Sniffer calls her Master George,
Old Ben the blacksmith refers to her as a boy,
Sniffer’s father assumes George is a boy when he captures her and Anne
Both Julian and Dick believe she is a boy when she picks them up from the bus stop.
George convinces three people, Henry only two, at least those are the ones who outwardly show a conviction either way. Ben might have thought Henry was a boy too, but never ‘said’ it. Plus Dick and Julian should have been harder to fool, knowing George, so I’d say the score is about even.
Regarding Sniffer, it’s interesting that although he calls her Master George, and to all outward appearances seems to just assume she is a boy, his internal thoughts contradict that.
Sniffer was pleased. He liked this girl who had presented him with such a magnificent handkerchief. He took it carefully out of his pocket, hoping to please her.
Ok so it’s not exactly an inner monologue from him, it’s Blyton’s words and she knows George is a girl, I just thought it was interesting.
It’s possible that Sniffer has called George a boy in front of his father, and so Mr Sniffer (for lack of a better name) just assumes that’s the case in the dark. George is angry when Anne says they’re both girls. Anne’s thinking is that they might get treated better if they’re just two girls.

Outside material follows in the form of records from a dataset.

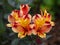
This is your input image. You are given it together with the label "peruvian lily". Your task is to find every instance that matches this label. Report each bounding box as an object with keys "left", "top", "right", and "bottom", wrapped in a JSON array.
[
  {"left": 7, "top": 4, "right": 31, "bottom": 38},
  {"left": 32, "top": 10, "right": 54, "bottom": 38}
]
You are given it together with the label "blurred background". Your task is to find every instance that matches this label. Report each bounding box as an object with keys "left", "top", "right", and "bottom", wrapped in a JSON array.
[{"left": 0, "top": 0, "right": 60, "bottom": 45}]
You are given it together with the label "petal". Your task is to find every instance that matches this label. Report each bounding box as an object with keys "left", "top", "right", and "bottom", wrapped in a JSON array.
[
  {"left": 38, "top": 33, "right": 46, "bottom": 38},
  {"left": 20, "top": 4, "right": 30, "bottom": 15},
  {"left": 19, "top": 15, "right": 31, "bottom": 27},
  {"left": 8, "top": 15, "right": 15, "bottom": 22},
  {"left": 51, "top": 22, "right": 55, "bottom": 26},
  {"left": 6, "top": 24, "right": 12, "bottom": 27},
  {"left": 40, "top": 25, "right": 52, "bottom": 33},
  {"left": 12, "top": 25, "right": 24, "bottom": 33},
  {"left": 18, "top": 32, "right": 26, "bottom": 38},
  {"left": 33, "top": 14, "right": 45, "bottom": 27}
]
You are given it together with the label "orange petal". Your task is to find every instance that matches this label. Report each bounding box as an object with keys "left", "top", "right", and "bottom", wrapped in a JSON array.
[
  {"left": 41, "top": 25, "right": 52, "bottom": 33},
  {"left": 20, "top": 4, "right": 30, "bottom": 15},
  {"left": 12, "top": 25, "right": 24, "bottom": 33},
  {"left": 38, "top": 33, "right": 46, "bottom": 38},
  {"left": 8, "top": 15, "right": 15, "bottom": 22},
  {"left": 18, "top": 32, "right": 26, "bottom": 38},
  {"left": 6, "top": 24, "right": 12, "bottom": 27}
]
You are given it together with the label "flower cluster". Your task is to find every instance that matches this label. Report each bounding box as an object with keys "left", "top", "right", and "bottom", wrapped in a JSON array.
[{"left": 7, "top": 4, "right": 54, "bottom": 38}]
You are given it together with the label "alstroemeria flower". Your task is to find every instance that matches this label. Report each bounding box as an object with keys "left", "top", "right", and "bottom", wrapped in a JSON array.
[
  {"left": 32, "top": 10, "right": 54, "bottom": 38},
  {"left": 7, "top": 4, "right": 31, "bottom": 38}
]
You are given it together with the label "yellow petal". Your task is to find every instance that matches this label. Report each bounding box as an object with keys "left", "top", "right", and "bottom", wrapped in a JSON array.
[
  {"left": 18, "top": 32, "right": 26, "bottom": 38},
  {"left": 38, "top": 33, "right": 46, "bottom": 38},
  {"left": 6, "top": 24, "right": 12, "bottom": 27},
  {"left": 51, "top": 22, "right": 55, "bottom": 26}
]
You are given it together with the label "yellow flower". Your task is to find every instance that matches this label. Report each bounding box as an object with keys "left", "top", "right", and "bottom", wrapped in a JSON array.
[
  {"left": 32, "top": 10, "right": 54, "bottom": 38},
  {"left": 7, "top": 4, "right": 31, "bottom": 38},
  {"left": 7, "top": 4, "right": 54, "bottom": 38}
]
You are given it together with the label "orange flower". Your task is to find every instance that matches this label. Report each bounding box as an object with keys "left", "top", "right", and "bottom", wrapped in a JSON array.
[
  {"left": 7, "top": 4, "right": 31, "bottom": 38},
  {"left": 32, "top": 10, "right": 54, "bottom": 38},
  {"left": 7, "top": 4, "right": 54, "bottom": 38}
]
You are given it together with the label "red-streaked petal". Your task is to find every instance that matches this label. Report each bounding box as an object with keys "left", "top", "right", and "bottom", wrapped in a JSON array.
[
  {"left": 32, "top": 14, "right": 41, "bottom": 21},
  {"left": 8, "top": 15, "right": 15, "bottom": 22},
  {"left": 20, "top": 4, "right": 30, "bottom": 15},
  {"left": 40, "top": 25, "right": 52, "bottom": 33},
  {"left": 38, "top": 33, "right": 46, "bottom": 38},
  {"left": 18, "top": 32, "right": 26, "bottom": 38},
  {"left": 12, "top": 25, "right": 24, "bottom": 33},
  {"left": 6, "top": 24, "right": 12, "bottom": 27}
]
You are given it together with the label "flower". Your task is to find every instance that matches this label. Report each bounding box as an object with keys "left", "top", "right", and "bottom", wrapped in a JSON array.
[
  {"left": 7, "top": 4, "right": 31, "bottom": 38},
  {"left": 7, "top": 4, "right": 54, "bottom": 38},
  {"left": 32, "top": 10, "right": 54, "bottom": 38}
]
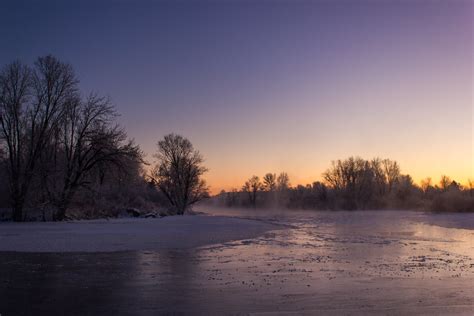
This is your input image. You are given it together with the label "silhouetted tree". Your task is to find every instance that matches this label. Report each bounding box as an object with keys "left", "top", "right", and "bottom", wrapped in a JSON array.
[
  {"left": 242, "top": 176, "right": 263, "bottom": 207},
  {"left": 439, "top": 175, "right": 451, "bottom": 192},
  {"left": 152, "top": 134, "right": 209, "bottom": 215},
  {"left": 42, "top": 95, "right": 143, "bottom": 220},
  {"left": 263, "top": 173, "right": 277, "bottom": 192}
]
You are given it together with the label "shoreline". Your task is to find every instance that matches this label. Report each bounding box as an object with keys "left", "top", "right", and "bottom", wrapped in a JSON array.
[{"left": 0, "top": 215, "right": 282, "bottom": 253}]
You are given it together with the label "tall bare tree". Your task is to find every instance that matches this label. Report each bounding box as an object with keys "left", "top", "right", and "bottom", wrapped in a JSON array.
[
  {"left": 152, "top": 134, "right": 209, "bottom": 215},
  {"left": 242, "top": 176, "right": 263, "bottom": 207},
  {"left": 42, "top": 94, "right": 143, "bottom": 220},
  {"left": 263, "top": 173, "right": 277, "bottom": 192},
  {"left": 0, "top": 56, "right": 78, "bottom": 221}
]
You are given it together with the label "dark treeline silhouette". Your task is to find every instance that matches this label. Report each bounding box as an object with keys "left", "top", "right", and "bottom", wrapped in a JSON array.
[
  {"left": 213, "top": 157, "right": 474, "bottom": 212},
  {"left": 0, "top": 56, "right": 207, "bottom": 221},
  {"left": 0, "top": 56, "right": 474, "bottom": 221}
]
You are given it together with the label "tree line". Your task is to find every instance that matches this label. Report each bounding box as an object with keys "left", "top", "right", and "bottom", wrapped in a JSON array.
[
  {"left": 214, "top": 157, "right": 474, "bottom": 212},
  {"left": 0, "top": 56, "right": 208, "bottom": 221}
]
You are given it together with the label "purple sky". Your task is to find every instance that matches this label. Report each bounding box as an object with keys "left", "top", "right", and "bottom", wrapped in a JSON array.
[{"left": 0, "top": 0, "right": 474, "bottom": 191}]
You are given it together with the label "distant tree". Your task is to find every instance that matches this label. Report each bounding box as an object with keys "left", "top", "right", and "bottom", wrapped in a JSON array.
[
  {"left": 263, "top": 173, "right": 277, "bottom": 192},
  {"left": 382, "top": 159, "right": 400, "bottom": 193},
  {"left": 276, "top": 172, "right": 290, "bottom": 192},
  {"left": 152, "top": 134, "right": 209, "bottom": 215},
  {"left": 439, "top": 175, "right": 451, "bottom": 192},
  {"left": 242, "top": 176, "right": 263, "bottom": 207}
]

Is Henry ‘as good as a boy’?
Henry’s a bit of a strange one. On the surface she’s just like George, only she brags a bit more about all the things she’s done. (She’s a bit like Bill from Malory Towers, both have brothers and do everything they do, though Bill’s not a bragger). And yet, when it comes down to it, she doesn’t exactly strike a blow for feminism!
When Timmy brings her the note to say that George and Anne being held prisoner she practically falls to pieces. Her first instinct is a sensible one – get Captain Johnson, after all he’s a grown up. But he’s away. She can’t tell Mrs Johnson as she would have the fright of her life if I fetched her. #
She goes on to say I’m not brave like you are. I pretend I am, Timmy – but I’m not really. I’m afraid of following you! I’m afraid of going to find the others.
That’s fair enough – lots of people fake bravery and boast more than they should. Being woken in the middle of the night and being asked to ride across the moors to rescue kidnap victims from a gypsy camp is pretty scary. It’s what she says after that that’s a real shame.
I’m going to dress and get William. He’s only eleven, I know, but he’s very sensible – and he’s a boy. He’ll know what to do. I only pretend to be a boy.
I mean – gah! Fine, ask for help. William’s only eleven, he’s sensible, two heads are better than one, I don’t want to deal with this alone. But for a girl who pretends to be a boy – who to all intents and purposes insists she is as good as a boy – to say she’s just a weak hopeless thing because really she’s a girl, it makes me mad. I guess that Blyton wanted us to cheer and think Yes, our George is the better character, we knew that all along, and I do feel that, it’s just a shame that Henry couldn’t be a close second.
It makes me wonder how much of Henry’s bragging was false. George always said Henry was making it all up, and maybe she was. Dick says that “She [Henry] ought to have been a boy. Like you, George,” he added hastily. “Both of you are real sports – plucky as anything.” And of course she does ride off into the night, so she’s not a coward at all, it’s just a shame that she blames any fears she has on being a girl – she actually seems to believe that girls are inferior creatures. George on the other hand always says she’s as good as a boy and tries to prove that by showing that she can do all the things boys do, even if she’s a girl.
At least Mrs Johnson proves herself not entirely useless when she does realise something’s going on. OK her first instinct is to call her husband, but she then calls the police and deals with everything reasonably calmly. And she provides a cracking breakfast after!